Il borgo di Chiaravalle abbandonato al degrado

Un borgo che soffre sul suo corpo le ferite del tempo senza essere curato è un tumore che porta in lenta metastasi tutta la città. L'amministrazione milanese continua a ignorare la malattia di Chiaravalle, mille abitanti a sud est di Milano, a soli tre chilometri da piazzale Corvetto, che anche ieri hanno lanciato un sos antico, sebbene perpetuamente ignorato.

Il crollo dell'argine della Roggia Vettabbia, precipitato nel novembre 2014 a causa delle esondazioni, la disintegrazione mortifera della cascina la Grangia, la palude in cui si è marcito l'allegro Fontanile gridano la sofferenza di uno scempio intollerabile sulla bellezza della storia, e non c'è Expo che tenga a giustificarlo, al contrario i lavori di Expo sono un'aggravante, come se i parigini avessero costruito Disneyland lasciando crollare la Tour Eiffel. «Non possiamo credere che i turisti che arriveranno da maggio non facciano una visita all'abbazia di Chiaravalle, famosa in tutto il mondo, e cosa penseranno una volta giunti qui?» ricorda Massimiliano Toscano, consigliere di zona 5, autore di un'interrogazione già nel 2012, che ieri ha partecipato all'incontro di cittadini stufi di denunciare un degrado senza ascolto.

Sembra uno scheletro la linea ferroviaria invasa dagli sterpi e la piazza del paese mezza ristrutturata e mezza no uno sberleffo alla ragione del decoro, come un bell'abito con l'orlo raffazzonato. Cosa c'è da augurarsi? Che per Expo arrivi a Chiaravalle un magnate americano e comperi l'intero borgo, visto che in Italia i privati non sanno cosa voglia dire cultura? Abbadono anche a Pontesesto di Rozzano, dove mesi fa Manuela Sacchi del bar Manù aveva portato in piazza duecento persone dedicando un vino al posto. Manuela combatte anche oggi dalle 17 alle 21 con una festa spagnola a PonteSesto a base di paella e sangria per ricordare che ogni luogo ha il suo genio. Chiaravalle e Pontesesto di Rozzano sono un esempio dell'incapacità del nostro Paese d'amarsi: chi non cura l'ambiente in cui vive non ama la sua pelle. All'Expo Gate si parla di cultura: cultura del cibo, della terra, delle tradizioni. Si piantano campi di grano. Si organizzano mostre importanti.

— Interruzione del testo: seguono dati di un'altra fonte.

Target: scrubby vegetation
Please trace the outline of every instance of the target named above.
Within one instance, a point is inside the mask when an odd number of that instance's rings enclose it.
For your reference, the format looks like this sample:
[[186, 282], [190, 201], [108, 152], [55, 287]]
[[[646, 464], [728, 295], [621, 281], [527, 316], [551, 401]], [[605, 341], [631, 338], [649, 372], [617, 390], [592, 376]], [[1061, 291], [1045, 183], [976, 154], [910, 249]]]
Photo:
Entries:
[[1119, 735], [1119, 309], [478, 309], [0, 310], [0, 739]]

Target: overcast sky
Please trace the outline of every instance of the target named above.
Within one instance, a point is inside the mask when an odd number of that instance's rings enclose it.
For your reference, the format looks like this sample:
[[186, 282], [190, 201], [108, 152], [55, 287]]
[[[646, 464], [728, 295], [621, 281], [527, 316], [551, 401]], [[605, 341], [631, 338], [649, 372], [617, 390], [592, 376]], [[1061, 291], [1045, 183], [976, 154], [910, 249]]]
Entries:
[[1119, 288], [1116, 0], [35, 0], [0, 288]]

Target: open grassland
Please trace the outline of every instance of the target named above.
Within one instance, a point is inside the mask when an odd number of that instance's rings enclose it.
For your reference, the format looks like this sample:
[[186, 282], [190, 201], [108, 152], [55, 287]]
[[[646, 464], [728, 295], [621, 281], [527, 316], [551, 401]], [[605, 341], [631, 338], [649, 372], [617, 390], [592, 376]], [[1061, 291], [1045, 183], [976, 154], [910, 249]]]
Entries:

Intanto a Chiaravalle si fa crepare il mattone su cui la parola «cultura» affonda le radici. Radici malate se quel mattone roso punge al cuore come un dente d'aspide.

Commenti

Gianca59

Dom, 15/03/2015 - 12:17

Che degrado ! Continuiamo così e parleremo di un' Italia che non c' è più !

Tero59

Lun, 16/03/2015 - 14:05

Chiaravalle potrebbe essere un bellissimo borgo alle porte di uan metropoli invece, oltre ai problemi indicati nell' articolo ci sono anche nomadi e disperati vari nelle varie cascine abbandonate e nelle tendopoli circostanti, con relativi problemi di sicurezza e di igene. Per non parlare di quello che si trova percorrendo le vie accesso al borgo. E' stata costruita l' ennesima pista ciclabile (come potevamo farne senza!!) da Porta Romana al Parco della Vettabbia ma chi la percorre dopo pzle Corvetto lo fa a suo rischio e pericolo. Via San Dionigi è impraticabile se non a bordo di vettura (sperando che non si guasti). Però a Chiravalle organizzano un bellissimo mercatino ecosolidale-radicalchic de cxxo.